Gigantes da Patagônia seduziram viajantes

do enviado especial da Folha de S.Paulo à Patagônia

Antes de a fotografia, o rádio, o cinema e a TV aparecerem, os mitos surgiam de outra forma. Uma delas era através das viagens a países longínquos. Os viajantes faziam largo uso de seus relatos, tanto para entreter ou informar quanto para maravilhar ou enganar. E, quando ludibriavam, nem sempre estavam de má-fé, pois muitos tinham "mente curiosa, mas olhos falaciosos".

Em 1766, de volta da circunavegação do mundo, a tripulação do Dolphin, sob o comando de John Byron, tio do famoso poeta inglês, declarava a existência de gigantes na Patagônia.
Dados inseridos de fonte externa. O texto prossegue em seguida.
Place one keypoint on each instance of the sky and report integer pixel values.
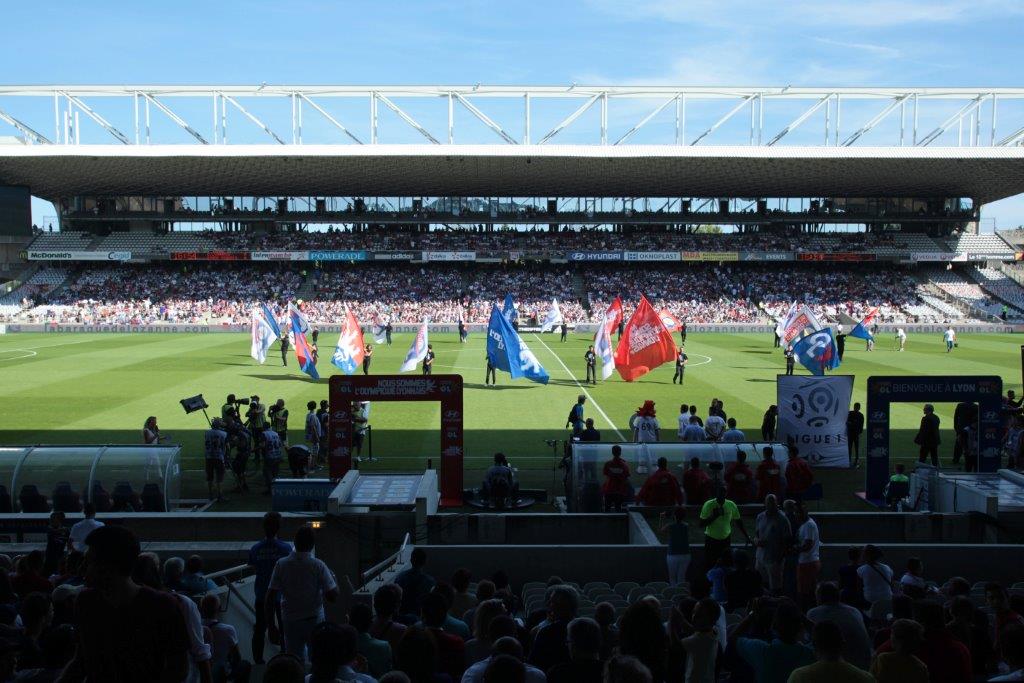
(970, 43)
Apesar dos golpinhos de tosse e sorrisos contidos de alguns céticos, em poucos meses a Europa e a América passaram a acreditar nos gigantes.

A notícia era excitante e maravilhosa o bastante para ganhar credibilidade. Além disso, era capaz de entrelaçar jornalismo, filosofia, ciência e religião. Gigantes aparecem na Bíblia e em muitas culturas ao redor do mundo, inclusive no Brasil, mas os da Patagônia foram vistos e conhecidos por homens igualmente lendários como Magalhães, Drake, Sarmiento e Schouten e Le Maire.
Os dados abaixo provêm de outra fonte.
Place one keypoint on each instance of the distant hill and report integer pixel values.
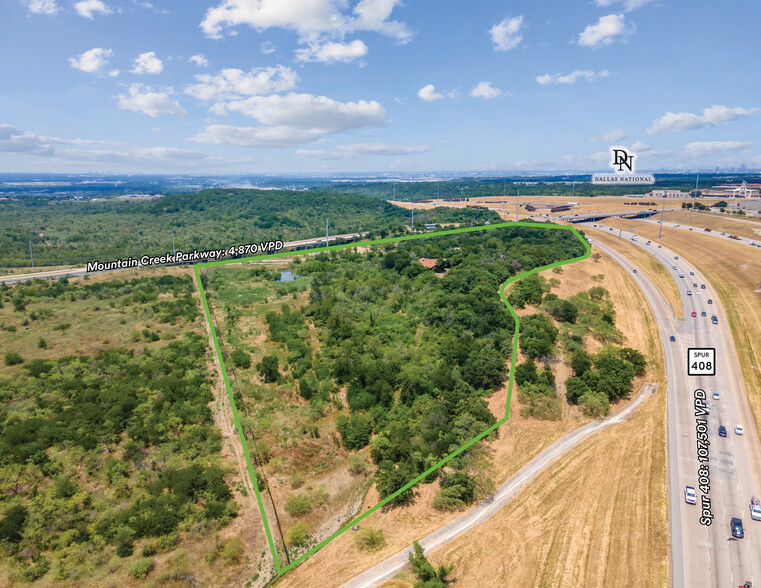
(69, 232)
Segundo Antonio Pigafetta, que viajava com Magalhães, os navios encontraram, na margem direita do estreito, ao norte, um grupo de homens "tão altos que lhe chegávamos à cintura, sendo no demais muito proporcionados".

"Um gigante que subiu a bordo", continua Pigafetta em seu relato, "tinha os pés cobertos com pele de animal" e, quando se viu refletido num espelho, ficou assustado e "voou para trás com tal violência que derrubou três ou quatro dos nossos, que estavam ao seu lado".

Pigafetta menciona também o nome do deus nativo, Setebos, que mais tarde seria utilizado por Shakespeare em "A Tempestade". Não há muitas oportunidades para conferir a credibilidade do relato, mas, se em alguns trechos Pigafetta descreve escrupulosamente plantas e frutas que foi encontrando, em outros conta a aparição de pássaros pouco prováveis e até mesmo de santos na Argentina. Mente curiosa, mas olhos, por vezes, falaciosos.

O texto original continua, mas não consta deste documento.